Background: “The climate crisis is also a crisis of the imagination.” Author Amitav Ghosh argues in this way for the incorporation of climate change in our cultural artistic work. Ghosh is not alone in this call for greater diversity and multiplication of crisis imaginaries. Recent research has pointed out the importance of imagining future climate change as a prerequisite for accepting change, whether in personal life or in necessary far-reaching policy changes. Climate science communication experts also highlight the importance of climate imagination, as a way to deal with the so-called apocalypse fatigue we find ourselves in after being bombarded for years with images of melting glaciers, polar bears, forests on fire and flooded cities.

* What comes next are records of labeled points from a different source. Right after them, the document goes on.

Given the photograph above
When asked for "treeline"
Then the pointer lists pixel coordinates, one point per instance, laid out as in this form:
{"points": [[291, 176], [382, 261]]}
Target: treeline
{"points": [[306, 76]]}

Even the COP26 included a talk by science fiction author Kim Robertson.
Future imaginaries with a changing climate are at the heart of this workshop. The Visual Methodologies Collective (HvA), together with artistic researchers from Rietveld and AHK and research partners at Sound and Vision and Tolhuistuin, have started a joint programme that focuses on rising sea levels in the Netherlands. Sea-level rise has long been one of the most locally tangible impacts of climate change, manifesting itself both in the present and in the future. In the Netherlands, the trust in its strong water management and engineering tradition has led to the so-called ‘myth of the dry feet’—the idea that sea-level rise in the Netherlands, a country that in part lies below sea-level, can be countered by merely building higher dams (Schuttenhelm, 2020). Scenarios for the future of the Netherlands include new adaptation strategies of living with the water, in which parts of the land are given back to nature to preserve larger cities (Deltares, 2019).
Speculative landscaping with archival materials: From the open archives of Sound and Vision we have collected still images of short films, documentaries and news reports about different forms of (other than) human relationships with water. In this workshop, you are invited to look at and expand on these past traces, as a way to imagine possible future landscapes of the Netherlands. We will use paper, pencils, and markers to sketch speculative landscapes that will be then augmented with the help of recent AI text-to-image models. What scenarios about living with higher water could be imagined? How can artistic practice open up people’s current visions, fears, and hopes about the future with a changing climate?